The U.S.-Soviet Strategic Arms Reduction Treaty, known as START I, signed on July 31, 1991, and expired on Dec. 5, 2009, allowed for 6,000 warheads. The cost to increase the total number of U.S. warheads to that level would be about $88 billion, plus $4 billion to $10 billion annually. Increasing the number of delivery vehicles, which the CBO deemed “the more flexible approach,” would cost $410 billion, plus $24 billion to $28 billion a year.
Even if funding was not an issue, however, it would take time for the U.S. to build back its arsenal.
The Minuteman III missile could support two warheads, Huessy said, but it would take three and a half years to complete that project.
When it comes to uploading additional warheads to launchers, Mark Schneider, senior analyst with the National Institute of Public Policy, said, “In the short-term everything depends on how much tritium [a radioactive isotope of hydrogen used in nuclear weapons] we have available, and if it is in the containers used in warheads.
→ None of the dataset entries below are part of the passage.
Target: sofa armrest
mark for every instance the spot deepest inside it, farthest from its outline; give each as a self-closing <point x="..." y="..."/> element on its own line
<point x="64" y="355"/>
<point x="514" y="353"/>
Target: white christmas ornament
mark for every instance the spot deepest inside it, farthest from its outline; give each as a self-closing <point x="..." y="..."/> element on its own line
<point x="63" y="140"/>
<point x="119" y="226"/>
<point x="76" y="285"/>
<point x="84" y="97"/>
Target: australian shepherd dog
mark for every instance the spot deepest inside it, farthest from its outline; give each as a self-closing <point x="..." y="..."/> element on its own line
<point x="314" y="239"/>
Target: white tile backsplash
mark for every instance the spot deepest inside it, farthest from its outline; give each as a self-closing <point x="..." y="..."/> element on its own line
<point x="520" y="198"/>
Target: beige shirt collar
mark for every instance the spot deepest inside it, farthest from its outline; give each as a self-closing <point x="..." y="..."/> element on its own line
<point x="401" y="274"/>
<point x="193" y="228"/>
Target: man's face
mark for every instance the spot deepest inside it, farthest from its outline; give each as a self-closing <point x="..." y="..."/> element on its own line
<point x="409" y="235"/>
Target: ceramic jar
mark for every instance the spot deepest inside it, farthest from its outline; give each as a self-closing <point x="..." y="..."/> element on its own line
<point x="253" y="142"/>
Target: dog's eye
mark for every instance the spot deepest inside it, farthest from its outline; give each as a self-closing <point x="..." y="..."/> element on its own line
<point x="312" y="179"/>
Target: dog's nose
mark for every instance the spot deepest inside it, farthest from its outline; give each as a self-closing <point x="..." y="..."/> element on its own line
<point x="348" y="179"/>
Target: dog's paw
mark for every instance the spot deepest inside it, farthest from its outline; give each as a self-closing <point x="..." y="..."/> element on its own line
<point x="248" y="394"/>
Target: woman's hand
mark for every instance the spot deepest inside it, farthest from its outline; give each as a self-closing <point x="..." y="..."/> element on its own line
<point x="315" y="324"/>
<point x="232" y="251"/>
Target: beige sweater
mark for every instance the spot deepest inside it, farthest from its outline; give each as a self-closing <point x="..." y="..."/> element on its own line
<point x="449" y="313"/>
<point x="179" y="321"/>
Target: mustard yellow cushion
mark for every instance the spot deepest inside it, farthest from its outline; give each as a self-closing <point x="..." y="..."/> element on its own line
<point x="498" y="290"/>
If we have it, we can upload bomber warheads in days or weeks, SLBM warheads over months, and ICBM warheads in years. If we don’t have enough tritium, we can upload the warheads as low-yield.”
Expanding the nuclear arsenal isn’t the only response if New START expires. The U.S. also could expand its intelligence capabilities, which likely would require launching more satellites into orbit or purchasing more commercial satellite imagery—both expensive options, according to the CBO. For example, it cost $1.1 billion to produce the fifth and sixth Space-Based Infrared Satellite-High missile detection systems.
Other options include expanding missile defenses, expanding conventional forces—such as hypersonic weapons and conventional intermediate-range ballistic missiles—and/or expanding nonstrategic nuclear forces.
The 2019 Missile Defense Review noted that the Ground-Based Midcourse Defense system, which is made up of silo-based long-range interceptors, could be expanded in Alaska if necessary. It would cost about $5 billion to build 40 new silos and purchase the interceptors, by CBO estimates. However, the program is undergoing a “complete redesign,” which could significantly change those figures.
The B61 bomb, which is carried by the F-15E as well as some NATO aircraft, is the United States’ only nonstrategic nuclear weapon.
“According to one report, about 150 of those bombs are based in Europe in support of NATO, and some are stored in the United States. Unclassified sources estimate that Russia, by comparison, maintains a substantially larger stockpile of about 1,800 nonstrategic warheads that can be delivered by several different vehicles,” according to the CBO.
The Defense Department is looking to even this field by developing a new nuclear-armed, sea-launched cruise missile, which is expected to cost about $9 billion to develop, as stated by the CBO.
“I recognize that great power competition doesn’t equal conflict, or that we’re on a path to war,” Richard said. “But as the commander in charge of employing strategic deterrence capabilities for the nation, and for our allies, I simply don’t have the luxury of assuming a crisis, conflict, or war won’t happen.”